Middle Class Moves In

Allan Appel Photo

Public school custodian David Wiel and his wife Maria have two boys, two, girls, and a schnauzer.They just took the next step in their American Dream with the purchase of their first home in a little-known enclave that just might be the model for keeping New Haven’s middle class in town.

They celebrated along with the developers Michael Massimino (with scissors at center) of MassDevelopment and his team at what is being called Redridge Preserve. It’s a bucolic circle of 20 brand new three-bedroom colonial-style houses nestled at the end of Dell Drive at the eastern side of the Bishop Woods Bird Sanctuary.

The Wiels had been renting a house owned by Massimino. In addition to the dream of first-time homeownership, what drew them to buy was the beautiful setting and the area,” David Wiel said, pointing out the bird sanctuary trails that rim half the circle.

Wiel’s 2,150-square foot house has three bedrooms and two and half baths, stainless steel appliances, granite kitchen countertops, garages, yards, decks, and a finished basement. All 20 similar homes in the development sell for between $229,000 and $249,000.

Although he groused about the taxes on his new house (about $5,000), Wiel said he had a good deal.

Of the 20 homes, 16 are under contract, according to Massimino.

Local, middle-class families are moving in. Of the 16, t12 are New Haveners like Wiel. They include a nurse from Yale-New Haven Hospital, a nurse from St. Raphael’s, a librarian, and assistant manager for the North Haven branch of Bank of America, Andres Montoya.

Montoya (left in photo, with his son Andres, Jr.) just met his new neighbors, the Wiels, and their daughter Ava (pictured at the top).

Five other houses have been completed; Massimino expects to finish 13 by November. The plan is for all to be finished by the first of the year.

Maria Wiel said you can hear the birds at all hours of the day. Even while construction goes on it’s quiet because of the berm-like design of the site, which features 16 houses in a circle and four in the raised middle, with a public green area off to the side cheek by jowl with one of the sanctuary trails.

Developer Massimino said he’s built comparably sized houses in Morris Cove and other areas that sold in the $325,000 range. These homes were already being appraised at $289,000, he said.

I have two small children,” Montoya said, pointing to a central circular green, which will serve as one of the new neighborhood’s public areas. The safety of the enclosure appealed to him, as did the spacious rooms, amenities and spanking new construction.

I’m not handy,” he added.

The development has a tortured real estate history. Ten years ago former developers had succeeded in zoning it for elderly housing; that plan fell through. When the housing authority sought to pick up the development for its scattered site housing obligations, neighbors objected.

Click here for a previous story.

The area languished until a year ago when Massimino and his two brothers of Branford-based Mass Development succeeded in getting zoning restrictions lifted. Cathedral ceilings were permitted and other features that would attract what Massimino refers to as eco-boomers.”
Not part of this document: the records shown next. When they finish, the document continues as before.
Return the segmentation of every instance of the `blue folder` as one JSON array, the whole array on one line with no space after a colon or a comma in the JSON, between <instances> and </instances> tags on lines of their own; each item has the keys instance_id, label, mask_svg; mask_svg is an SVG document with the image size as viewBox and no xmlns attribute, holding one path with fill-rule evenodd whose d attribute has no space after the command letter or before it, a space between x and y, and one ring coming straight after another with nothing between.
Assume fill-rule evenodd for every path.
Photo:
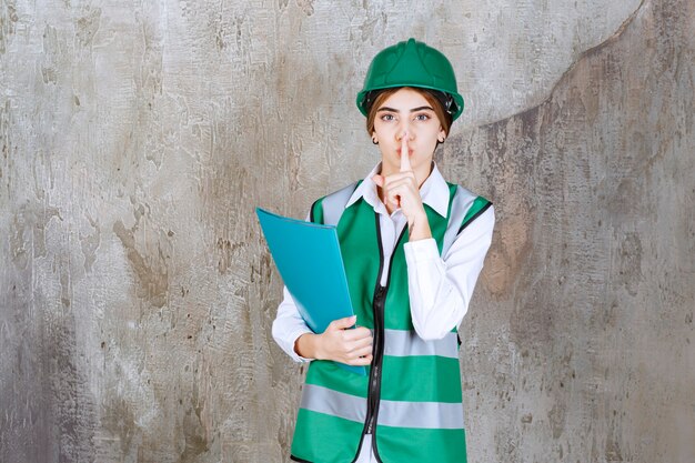
<instances>
[{"instance_id":1,"label":"blue folder","mask_svg":"<svg viewBox=\"0 0 695 463\"><path fill-rule=\"evenodd\" d=\"M335 227L290 219L261 208L255 212L278 271L306 325L314 333L323 333L333 320L353 315ZM364 366L338 364L366 374Z\"/></svg>"}]
</instances>

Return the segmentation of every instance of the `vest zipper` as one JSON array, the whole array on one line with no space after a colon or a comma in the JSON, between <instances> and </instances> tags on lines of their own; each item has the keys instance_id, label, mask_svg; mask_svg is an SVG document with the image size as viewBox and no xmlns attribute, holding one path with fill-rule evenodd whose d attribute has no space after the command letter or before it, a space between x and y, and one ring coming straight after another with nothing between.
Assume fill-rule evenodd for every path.
<instances>
[{"instance_id":1,"label":"vest zipper","mask_svg":"<svg viewBox=\"0 0 695 463\"><path fill-rule=\"evenodd\" d=\"M374 289L374 300L372 302L374 312L374 349L372 369L370 370L370 382L367 390L367 403L366 403L366 420L364 426L365 434L372 434L372 449L377 461L381 461L379 451L376 449L376 420L379 416L379 403L381 402L381 368L384 360L384 310L386 308L386 294L389 292L389 283L391 282L391 271L393 269L393 258L395 256L395 250L399 243L405 234L407 227L403 228L403 231L396 240L391 259L389 261L389 273L386 275L386 284L382 286L381 274L384 271L384 250L381 241L381 223L379 214L374 212L376 219L376 239L379 241L379 280L376 281L376 288Z\"/></svg>"}]
</instances>

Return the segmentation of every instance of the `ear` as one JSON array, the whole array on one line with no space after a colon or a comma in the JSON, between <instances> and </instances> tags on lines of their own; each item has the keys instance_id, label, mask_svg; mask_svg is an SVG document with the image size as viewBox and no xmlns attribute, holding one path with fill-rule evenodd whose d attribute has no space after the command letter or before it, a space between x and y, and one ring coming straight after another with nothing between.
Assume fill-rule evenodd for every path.
<instances>
[{"instance_id":1,"label":"ear","mask_svg":"<svg viewBox=\"0 0 695 463\"><path fill-rule=\"evenodd\" d=\"M436 139L440 143L443 143L444 140L446 140L446 132L442 129L442 127L440 127L440 133L437 133Z\"/></svg>"}]
</instances>

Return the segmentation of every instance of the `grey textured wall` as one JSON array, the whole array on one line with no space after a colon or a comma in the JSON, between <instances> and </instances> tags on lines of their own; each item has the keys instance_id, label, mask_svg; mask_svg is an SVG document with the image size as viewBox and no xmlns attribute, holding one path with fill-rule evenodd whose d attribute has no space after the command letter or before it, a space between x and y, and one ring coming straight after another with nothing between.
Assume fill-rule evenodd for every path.
<instances>
[{"instance_id":1,"label":"grey textured wall","mask_svg":"<svg viewBox=\"0 0 695 463\"><path fill-rule=\"evenodd\" d=\"M695 3L0 1L0 461L280 462L302 371L254 205L377 159L381 48L451 57L498 224L471 462L695 461Z\"/></svg>"}]
</instances>

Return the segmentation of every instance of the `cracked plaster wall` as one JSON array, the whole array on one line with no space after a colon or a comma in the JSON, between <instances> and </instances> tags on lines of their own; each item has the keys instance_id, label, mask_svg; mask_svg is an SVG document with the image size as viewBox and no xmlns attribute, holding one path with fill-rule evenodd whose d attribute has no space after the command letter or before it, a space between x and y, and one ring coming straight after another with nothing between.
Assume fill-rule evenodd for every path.
<instances>
[{"instance_id":1,"label":"cracked plaster wall","mask_svg":"<svg viewBox=\"0 0 695 463\"><path fill-rule=\"evenodd\" d=\"M687 0L0 1L0 461L280 462L301 369L256 204L376 159L409 36L467 108L437 160L498 223L462 368L471 462L695 459Z\"/></svg>"}]
</instances>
The 1970s and 1980s were for baby boomers, now retirees, he said. That market was saturated.,” he said.

So this development was focused on those buying homes for the first time, young families with parents in in their 20s and 30s.

The underlying PDU (or planned development unit) that was put in place for elderly housing remains.

That means Redridge Preserve is not a condo association. But Wiel, Montoya, and others who move in will be required to form an association that takes care of the cleaning of the immediate road areas, snow plowing, the garbage pick up, street lights, and insurance.

Massimino said the recession helped him keep costs down, because vendors and trades people needed the work.

We have older housing stock [in New Haven]. This is a contemporary version of my bungalow in Westville,” said Michael Pinto of the city’s economic development office. We haven’t built a product [like this and at this price point] designed for the middle class buyer in years. These guys are showing it can be done.”